[PATCH 7.0.y] sched_ext: Skip tasks with stale task_rq in bypass_lb

All of lore.kernel.org
 help / color / mirror / Atom feed

* [PATCH 7.0.y] sched_ext: Skip tasks with stale task_rq in bypass_lb_cpu()
@ 2026-05-13 13:01 Andrea Righi
  2026-05-14  5:02 ` sashiko-bot
  2026-05-15  9:18 ` Patch "sched_ext: Skip tasks with stale task_rq in bypass_lb_cpu()" has been added to the 7.0-stable tree gregkh
  0 siblings, 2 replies; 4+ messages in thread
From: Andrea Righi @ 2026-05-13 13:01 UTC (permalink / raw)
  To: Greg Kroah-Hartman, Tejun Heo, David Vernet, Changwoo Min
  Cc: Chris Mason, Peter Schneider, sched-ext, stable, linux-kernel

From: Tejun Heo <tj@kernel.org>

commit da2d81b4118a74e65d2335e221a38d665902a98c upstream.

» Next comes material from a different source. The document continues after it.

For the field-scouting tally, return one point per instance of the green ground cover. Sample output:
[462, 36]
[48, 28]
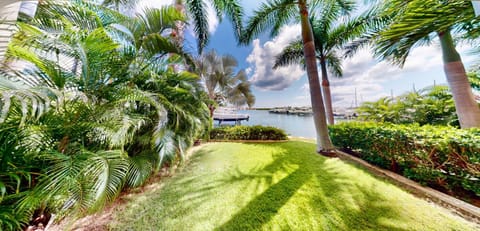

bypass_lb_cpu() transfers tasks between per-CPU bypass DSQs without
migrating them - task_cpu() only updates when the donee later consumes the
task via move_remote_task_to_local_dsq(). If the LB timer fires again before
consumption and the new DSQ becomes a donor, @p is still on the previous CPU
and task_rq(@p) != donor_rq. @p can't be moved without its own rq locked.

Skip such tasks.

Fixes: 95d1df610cdc ("sched_ext: Implement load balancer for bypass mode")
Cc: stable@vger.kernel.org # v6.19+
Reported-by: Chris Mason <clm@meta.com>
Signed-off-by: Tejun Heo <tj@kernel.org>
Reviewed-by: Andrea Righi <arighi@nvidia.com>
[ arighi: replace donor_rq with rq, not present in v7.0.y ]
Signed-off-by: Andrea Righi <arighi@nvidia.com>
---
 kernel/sched/ext.c | 9 +++++++++
 1 file changed, 9 insertions(+)

diff --git a/kernel/sched/ext.c b/kernel/sched/ext.c
index 89814646a9868..ddd7c19daa17c 100644
--- a/kernel/sched/ext.c
+++ b/kernel/sched/ext.c
@@ -4008,6 +4008,15 @@ static u32 bypass_lb_cpu(struct scx_sched *sch, struct rq *rq,
 		if (cpumask_empty(donee_mask))
 			break;
 
+		/*
+		 * If an earlier pass placed @p on @donor_dsq from a different
+		 * CPU and the donee hasn't consumed it yet, @p is still on the
+		 * previous CPU and task_rq(@p) != @rq. @p can't be moved
+		 * without its rq locked. Skip.
+		 */
+		if (task_rq(p) != rq)
+			continue;
+
 		donee = cpumask_any_and_distribute(donee_mask, p->cpus_ptr);
 		if (donee >= nr_cpu_ids)
 			continue;
-- 
2.54.0


^ permalink raw reply related	[flat|nested] 4+ messages in thread

* Re: [PATCH 7.0.y] sched_ext: Skip tasks with stale task_rq in bypass_lb_cpu()
  2026-05-13 13:01 [PATCH 7.0.y] sched_ext: Skip tasks with stale task_rq in bypass_lb_cpu() Andrea Righi
@ 2026-05-14  5:02 ` sashiko-bot
  2026-05-15  9:18 ` Patch "sched_ext: Skip tasks with stale task_rq in bypass_lb_cpu()" has been added to the 7.0-stable tree gregkh
  1 sibling, 0 replies; 4+ messages in thread
From: sashiko-bot @ 2026-05-14  5:02 UTC (permalink / raw)
  To: Andrea Righi; +Cc: sched-ext

Thank you for your contribution! Sashiko AI review found 2 potential issue(s) to consider:
- [High] Unbounded lock hold time with IRQs disabled when skipping tasks in `bypass_lb_cpu()`.
- [Low] Obsolete comment contradicts the new task_rq lock constraints.
--

commit 68327c3a383140f9157a96a24a7b23be2c135ac5
Author: Tejun Heo <tj@kernel.org>

sched_ext: Skip tasks with stale task_rq in bypass_lb_cpu()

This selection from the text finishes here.